"Custer's Last Stand" by Thomas Hart Benton, 1943. |
The NY Times has an archive of Custer stories that provide background and snapshots of the man's declining historical reputation:
- A review of Nathaniel Philbrick's new volume on Custer (Times Verdict: meh.)
- A 1997 article about the controversy to build a monument at Little Big Horn dedicated to the Indians killed at that battle. The monument was eventually built.
- A 1993 decision to rename George Custer Elementary School to Thurgood Marshall Elementary School. And in his home state of Michigan!
- A 1991 article about how what had been Custer Battlefield National Monument had just been renamed Little Bighorn Battlefield National Monument, to much anger is some quarters.
- A 1921 article by Custer's long-surviving widow Libby about how the battle should be remembered.
- An 1880 article describing widow Libby Custer's complaints about a statue of her husband erected at West Point (she considered it insufficiently heroic and eventually succeeded in having it removed.)
- ... and so on, back to this 1876 "Sketch of Gen. Custer" written right after the battle, which informed Times readers that "Major Gen. George A. Custer, who was killed with his whole command while attacking an encampment of Sioux Indians, under command of Sitting Bull, was one of the bravest and most widely known officers in the United States Army." Oh hogwash.

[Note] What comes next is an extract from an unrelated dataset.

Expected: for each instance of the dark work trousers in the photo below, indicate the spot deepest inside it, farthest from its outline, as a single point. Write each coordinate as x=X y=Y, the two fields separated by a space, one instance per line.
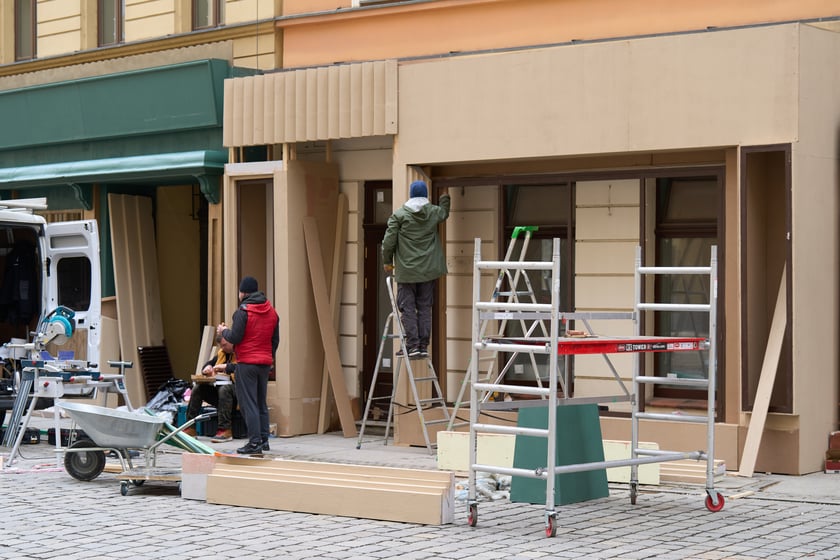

- And my absolute favorite, this article about John Martin, who fought with Garibaldi in Italy before immigrating to America, enlisting in the army and becoming one of Custer's buglers. Martin escaped the fate of his company when he was dispatched just before the battle with a message pleading for reinforcements. Later her served in the Spanish American war and eventually became a subway conductor in New York.
You might notice no articles between the late 1920 and the 1980s above. It seems that the Times has put articles from that era back behind a pay wall. I am not sure when this happened or why!
1 comment:
Two comments--
*One of my students has been tracking European 1848 refugees as a sidelight to Civil War History. The sheer number and influence of the Hungarian (Louis Kossuth's blockbuster lecture tour of the 1850s), German and Czech wave is really interesting since many were professionals (doctors, engineers) or got into state politics quickly. Maybe because of the languages involved, this seems to be an understudied phenomena (and a reason for me to kick said student into keeping his German reading sharp).
*The Little Bighorn debate is interestingly handed by the US Army. They have developed a "Staff Ride" of the whole campaign, in which evidence is weighed and the landscape studied. I know some of the historians who developed it and it is a fascinating process done responsibly and taught in an interactive way.